リコー三愛グループ 第21回 東京支部将棋大会

リポータ:西田文太郎 e-mail : nishida@cs.ricoh.co.jp

●開催日 :97年5月17日(土曜日)

●開催場所:東京 青山、(株)リコー青山本社2階食堂



【あの素晴らしい夢をもう一度】
 つましい我が家のタンスの上に小さな写真立てが一つ。ルーズソックスの宏美ちゃんはこの3月に卒業したから、もう見ることができない貴重な写真だ。
 美しく愛らしい中倉姉妹にはさまれて、優勝カップを手にした嬉しそうな男が写真の中からささやく。
  「縁起を担いで昨年と同じ服に着替えて行きな」
 昨年Aクラスで初めて優勝したときのものだ。お気に入りの黄色いサマーカーディガンが見つからない。まだ夏冬の衣服の入れ替えもしていない。後でちゃんとするからなどとわめいて、押入の中から無理矢理引っぱり出す。

 今年は残念ながらリコー将棋部準師範代の中倉姉妹は来れないという。
 えっー、そんな、ひどいことがあっていいものか。事務局は何をやっているんだ。うーん、何を楽しみに参加しろというのだ、プンプン。今回はもう行かないっと。
 でも、リコーにはマジシャン谷川キャプテンがいる。出たっ、悪魔の一着。究極の高橋和返しだ。「ようし、今年は麗しの和様とツーショットの写真を撮って貰おう」と固い決意の元、カメラを用意する。ルンルン。


【神様に一つだけ願い事を聞いてもらえるなら】
 5月の中旬になったけど、五月晴れとはいかない。
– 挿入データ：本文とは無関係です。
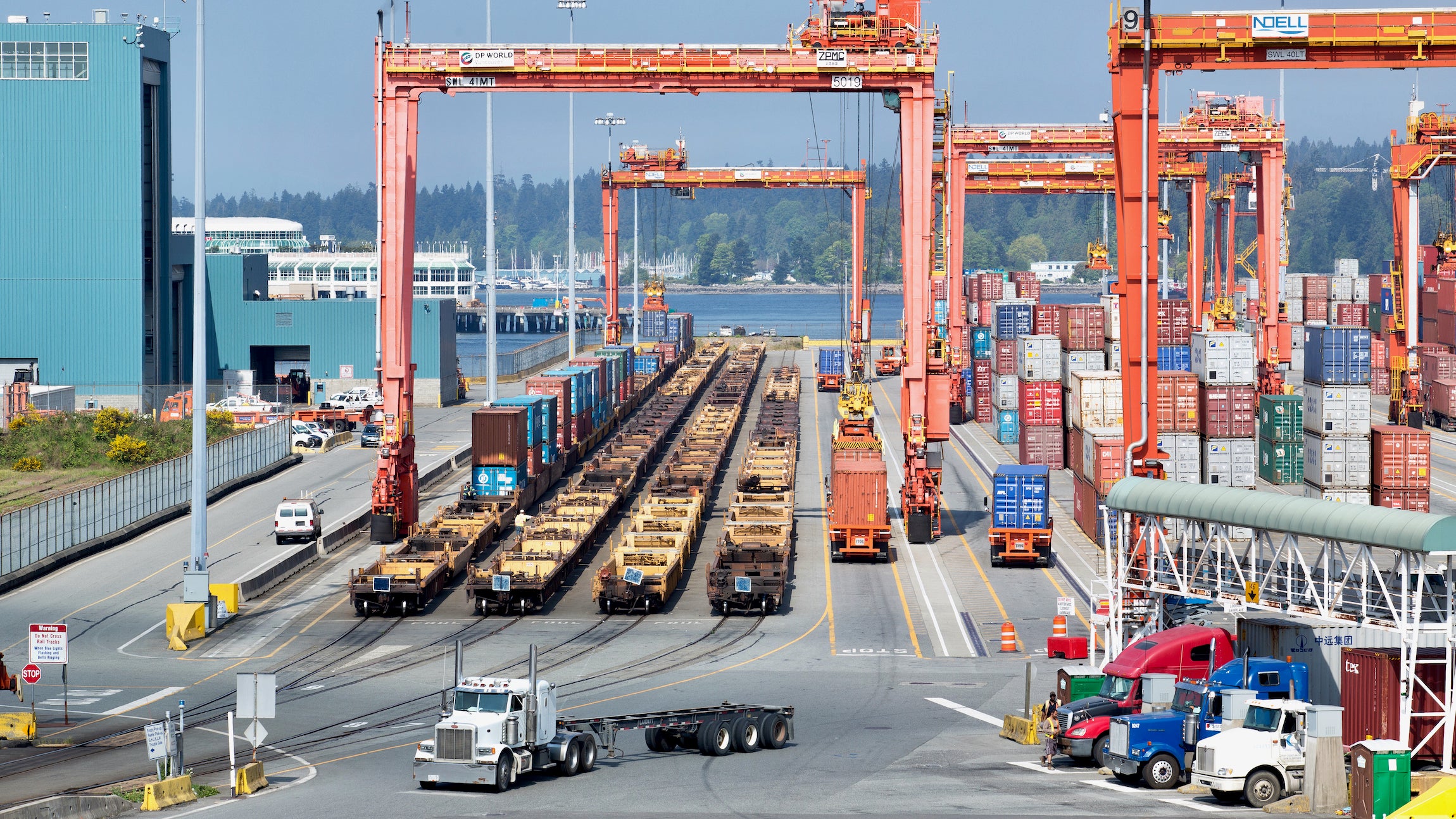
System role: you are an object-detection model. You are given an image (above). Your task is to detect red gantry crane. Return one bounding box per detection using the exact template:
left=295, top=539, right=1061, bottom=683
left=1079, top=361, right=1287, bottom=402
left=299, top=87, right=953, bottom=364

外苑東通りのプラタナスの並木は緑が勢い良いけれど、空はどんより乳色が垂れ込めて、絶好の将棋日和だ。

 青山本社の2階食堂にリコー三愛グループ約10数社から集まった61人の対局が始まる。
 S、A、B、Cと4クラス。
 Sのみ10人のスイス式、他はトーナメントで、1回戦敗退者による慰安戦付きだ。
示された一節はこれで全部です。